Los siguientes días transcurrieron lentamente, intercalando entre su vestimenta original, blanca e inmaculada, y aquel atuendo erótico medieval. Solo llegó a usarlo un par de veces, pero el sentimiento de incomodidad persistía. Ser tratado como un objeto, un trofeo, una simple exhibición… era algo que no podía asimilar.

...

Así llegó esta noche, en la que Miquella seguía trabajando, vestido con su túnica blanca. Ya no era tan inmaculada como el día que llegó, pero aún conservaba cierto aire de pureza, algo que contrastaba con la miseria del lugar y con las ropas andrajosas de los plebeyos que lo rodeaban.

Pero algo en el ambiente no se sentía bien. Había miradas sobre él, más pesadas de lo habitual. Un grupo de hombres, en particular, no había dejado de observarlo desde que llegaron. Al igual que otros, intentaron acercarse, pero se detuvieron al escuchar la advertencia del posadero. Sin embargo, sus ojos nunca se apartaron.

Pasaron las horas, y mientras los demás clientes se marchaban, ellos permanecieron. Algunas miradas descaradas se convirtieron en susurros entre ellos, en risas bajas que le helaban la sangre.

Cuando ya no quedaba nadie más en la posada, era hora de cerrar. Miquella limpiaba las mesas del fondo cuando los hombres se acercaron al posadero. Hablaron en voz baja y dejaron caer una bolsa sobre la barra.
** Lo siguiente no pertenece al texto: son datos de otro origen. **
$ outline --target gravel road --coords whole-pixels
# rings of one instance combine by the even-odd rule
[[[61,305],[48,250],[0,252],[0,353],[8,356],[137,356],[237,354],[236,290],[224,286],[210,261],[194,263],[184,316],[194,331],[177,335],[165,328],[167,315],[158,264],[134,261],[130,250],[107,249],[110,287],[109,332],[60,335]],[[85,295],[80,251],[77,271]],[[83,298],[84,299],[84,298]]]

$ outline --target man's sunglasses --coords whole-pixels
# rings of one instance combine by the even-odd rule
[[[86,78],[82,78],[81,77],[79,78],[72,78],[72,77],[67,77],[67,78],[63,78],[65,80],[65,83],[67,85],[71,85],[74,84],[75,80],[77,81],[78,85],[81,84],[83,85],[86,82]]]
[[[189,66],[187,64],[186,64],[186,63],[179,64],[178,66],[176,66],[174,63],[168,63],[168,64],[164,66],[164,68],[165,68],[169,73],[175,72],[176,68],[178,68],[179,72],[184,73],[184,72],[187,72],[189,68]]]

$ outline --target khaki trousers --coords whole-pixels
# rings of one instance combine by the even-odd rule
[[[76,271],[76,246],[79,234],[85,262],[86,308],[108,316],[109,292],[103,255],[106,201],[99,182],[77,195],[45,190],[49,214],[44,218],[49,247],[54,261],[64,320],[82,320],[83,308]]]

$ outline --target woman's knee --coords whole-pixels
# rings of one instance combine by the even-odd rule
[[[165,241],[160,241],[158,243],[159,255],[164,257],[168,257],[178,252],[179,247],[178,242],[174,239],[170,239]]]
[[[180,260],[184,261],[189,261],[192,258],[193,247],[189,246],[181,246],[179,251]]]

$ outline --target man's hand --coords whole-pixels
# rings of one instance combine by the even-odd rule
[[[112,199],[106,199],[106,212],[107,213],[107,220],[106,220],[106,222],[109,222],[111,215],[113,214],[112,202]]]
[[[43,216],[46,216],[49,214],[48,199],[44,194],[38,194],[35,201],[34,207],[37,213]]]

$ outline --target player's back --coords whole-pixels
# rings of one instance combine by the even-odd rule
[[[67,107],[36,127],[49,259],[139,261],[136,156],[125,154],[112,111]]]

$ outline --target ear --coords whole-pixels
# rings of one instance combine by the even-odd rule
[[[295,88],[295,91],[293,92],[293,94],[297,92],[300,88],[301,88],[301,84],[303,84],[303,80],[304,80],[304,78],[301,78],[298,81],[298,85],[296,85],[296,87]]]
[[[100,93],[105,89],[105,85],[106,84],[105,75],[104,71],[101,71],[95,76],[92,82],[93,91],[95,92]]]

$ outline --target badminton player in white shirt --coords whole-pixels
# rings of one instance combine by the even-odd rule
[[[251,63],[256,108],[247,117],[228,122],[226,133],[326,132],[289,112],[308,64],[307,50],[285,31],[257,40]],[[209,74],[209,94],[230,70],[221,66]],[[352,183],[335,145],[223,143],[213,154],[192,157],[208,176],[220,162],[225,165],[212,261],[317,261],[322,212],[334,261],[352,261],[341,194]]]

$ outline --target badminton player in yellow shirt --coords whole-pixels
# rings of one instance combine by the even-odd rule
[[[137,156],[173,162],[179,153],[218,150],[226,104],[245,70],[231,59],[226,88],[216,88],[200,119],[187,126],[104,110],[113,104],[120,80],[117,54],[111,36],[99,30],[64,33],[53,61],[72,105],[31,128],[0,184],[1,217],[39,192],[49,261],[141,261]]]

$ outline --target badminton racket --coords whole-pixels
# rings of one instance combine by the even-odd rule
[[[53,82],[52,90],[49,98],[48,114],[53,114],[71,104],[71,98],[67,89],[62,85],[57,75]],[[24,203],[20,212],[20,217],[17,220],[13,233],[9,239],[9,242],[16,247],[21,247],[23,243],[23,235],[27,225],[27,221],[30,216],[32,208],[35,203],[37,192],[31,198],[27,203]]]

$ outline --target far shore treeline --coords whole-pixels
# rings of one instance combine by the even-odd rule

El sonido metálico de las monedas llenó el silencio.

Miquella no pudo escuchar del todo lo que decían, pero alcanzó a distinguir algunas palabras: primero, la misma advertencia de siempre del posadero, luego, el peso de otra bolsa más grande cayendo sobre la madera. Entonces, respondío con su voz hosca.

"Es un chico"

Los hombres se limitaron a reír. Hubo un corto intercambio de palabras y, al final, el posadero guardó las bolsas.

Miquella sintió un escalofrío. El mal presentimiento se hizo insoportable cuando dos de los hombres se acercaron. Intentó moverse, ir hacia la puerta con cualquier excusa, pero no tuvo oportunidad. Manos ásperas lo sujetaron con fuerza, impidiéndole huir. No hubo delicadeza, solo brutalidad. Lo alzaron y lo arrojaron boca abajo sobre una mesa, inmovilizándolo con facilidad.

Trató de levantar la cabeza, su voz ahogada en su propia desesperación. Buscó con la mirada al posadero. Pero aquel hombre, aquel al que había servido día tras día, solo seguía limpiando su taza con su trapo sucio, sin siquiera alzar la vista.

El golpe de la traición lo quemó por dentro. No es que esperara algo de él, pero verlo apartarse con indiferencia, como se marchó lentamente a la trastienda, sin dirigirle una sola mirada...

La risa del que parecía ser el líder lo devolvió a la realidad. Sintió cómo sus dedos se aferraban a su túnica y la levantaban hasta su espalda, exponiéndolo. El sonido de unos pantalones cayendo al suelo le revolvió el estómago.

El miedo se entremezcló con el odio. La humillación se clavó en su pecho como un puñal, pero sobre todo, la rabia ardía en sus venas. Sabía lo que querían hacerle. Sabía que había sido vendido. Sabía lo que iba a pasarle.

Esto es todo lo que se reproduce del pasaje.